/MDDay2022_ShaclShenanigans

Repository for metadata day 2022

Primary LanguageJupyter Notebook

Metadata Day 2022 - ShaclShenanigans

Repository for metadata day 2022 - Niels Hoffmann

Governance as Code

Business Glossaries, KPIs, and Metrics: governing the intersection of technical data + business logic through code

Proposal 1: Ingest business glossaries from SKOS vocabularies. The dutch government publishes a lot of glossaries as SKOS vocabularies (e.g. https://definities.geostandaarden.nl/imgeo/nl/) I'd like to come up with an ingest recipe that imports the relevant business glossaries to Datahub so we can label our dataproducts according to national standards.

Proposal 2: Add functionality to a postgres ingestion script to match tables/columns to business glossary terms. For at least some of our postgres datasets we have SHACL based ontologies that refer to SKOS vocabularies for definitions. I'd like to come up with an ingestion script that uses our SHACL ontologies to map ingested data to business glossary terms.

extra: Convert SHACL constraints to Great Expectations validation suite. Our 'business knowledge' is for a larrge part encoded in shacl profiles. For different stages in the maturity of our datasets we have different profiles from ´lightweight' checking the basics, to full blown data quality requirements. It'd be nice to use these validations on the database and show the results in de metadata catalog.


Background

We have an ontology of our core assetmanagement information model, which is mapped to the National Base Registry of Topography (IMGeo/BGT)

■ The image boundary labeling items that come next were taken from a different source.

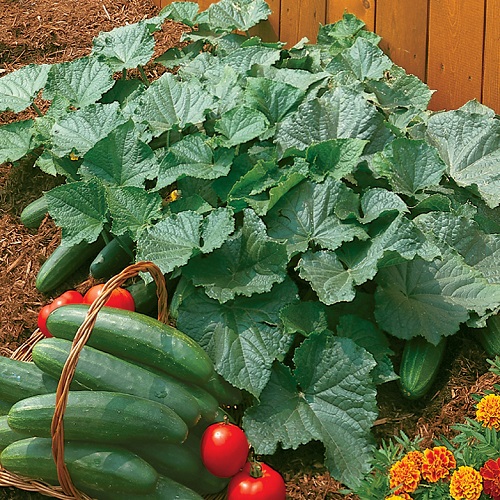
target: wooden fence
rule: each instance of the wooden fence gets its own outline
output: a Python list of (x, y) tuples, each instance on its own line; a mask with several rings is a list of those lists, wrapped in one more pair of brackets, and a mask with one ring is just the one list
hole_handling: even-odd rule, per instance
[[(161, 7), (172, 0), (154, 0)], [(206, 9), (211, 0), (198, 0)], [(470, 99), (500, 114), (500, 0), (267, 0), (265, 39), (312, 42), (320, 24), (345, 11), (382, 37), (381, 48), (408, 73), (436, 90), (431, 109), (455, 109)]]

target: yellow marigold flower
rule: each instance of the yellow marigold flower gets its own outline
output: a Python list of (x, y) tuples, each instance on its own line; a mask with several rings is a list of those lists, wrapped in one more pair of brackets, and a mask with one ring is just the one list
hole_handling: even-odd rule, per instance
[(424, 454), (421, 451), (409, 451), (405, 458), (411, 460), (419, 469), (422, 467), (422, 462), (424, 461)]
[(478, 500), (482, 491), (481, 474), (476, 469), (463, 465), (452, 474), (450, 495), (453, 500)]
[(389, 470), (389, 484), (396, 495), (415, 491), (419, 482), (420, 466), (407, 456), (398, 460)]
[(488, 394), (477, 404), (476, 420), (484, 427), (500, 430), (500, 396)]
[(424, 450), (421, 472), (425, 480), (435, 483), (447, 477), (450, 470), (456, 466), (455, 457), (446, 446), (435, 446)]

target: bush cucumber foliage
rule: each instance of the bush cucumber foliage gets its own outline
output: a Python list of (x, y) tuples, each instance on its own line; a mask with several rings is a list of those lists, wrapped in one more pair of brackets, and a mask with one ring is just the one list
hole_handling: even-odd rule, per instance
[[(45, 194), (63, 245), (128, 235), (179, 279), (177, 327), (248, 392), (257, 453), (321, 441), (353, 487), (397, 377), (390, 336), (436, 344), (498, 312), (500, 122), (475, 101), (431, 113), (352, 15), (286, 49), (248, 33), (269, 14), (177, 2), (5, 75), (0, 110), (50, 107), (0, 127), (0, 161), (63, 176)], [(185, 43), (148, 82), (166, 19)]]

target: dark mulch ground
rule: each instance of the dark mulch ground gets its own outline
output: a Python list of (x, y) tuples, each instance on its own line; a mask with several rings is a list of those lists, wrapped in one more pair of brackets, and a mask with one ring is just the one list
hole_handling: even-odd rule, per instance
[[(0, 12), (0, 71), (10, 72), (29, 63), (54, 63), (85, 55), (100, 31), (150, 17), (158, 8), (150, 0), (0, 0)], [(177, 44), (183, 29), (166, 23), (156, 35), (158, 53)], [(0, 123), (13, 119), (10, 113), (0, 113)], [(50, 220), (39, 230), (28, 230), (20, 223), (19, 214), (57, 182), (26, 161), (0, 165), (0, 353), (4, 355), (29, 337), (39, 308), (52, 298), (37, 292), (34, 283), (41, 263), (59, 243), (59, 232)], [(81, 286), (85, 279), (75, 276), (68, 287)], [(395, 383), (381, 389), (380, 418), (374, 428), (378, 440), (403, 430), (431, 444), (435, 437), (451, 436), (450, 426), (471, 415), (471, 394), (490, 388), (494, 381), (487, 372), (484, 352), (465, 335), (458, 335), (447, 356), (446, 369), (425, 400), (403, 400)], [(354, 500), (340, 493), (341, 485), (325, 472), (322, 449), (317, 444), (278, 452), (269, 460), (285, 477), (292, 500)], [(0, 488), (0, 498), (41, 497)]]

Data is managed in our Postgis database and part of this data is provided to the national base registry, which is also available as knowledge graph: https://data.labs.kadaster.nl/kadaster/bgt

Terminology is mapped to database tables using SHACL, using a sh:target statement to define the postgis table.

Besides the mapping SHACL is also used to define the constraints for the data

dprop:bak-BRONHOUDER a sh:PropertyShape ;
    adshapes:areaaldataversie "4.2" ;
    adshapes:begingeldigheid "2019-09-25"^^xsd:date ;
    sh:class adwl:bronhouder ;
    sh:maxCount 1 ;
    sh:minCount 1 ;
    sh:path adprop:BRONHOUDER .

adprop:bak-CREATED_DATE a sh:PropertyShape ;
    adshapes:areaaldataversie "4.2" ;
    adshapes:begingeldigheid "2019-09-25"^^xsd:date ;
    sh:datatype xsd:dateTime ;
    sh:maxCount 1 ;
    sh:path adprop:CREATED_DATE .

In this snippet you can see that BRONHOUDER is required, whereas Created_date is optional (but can only occur once). as well as the datatype being a domainvalue for BRONHOUDER and a datetime field for Created_Date.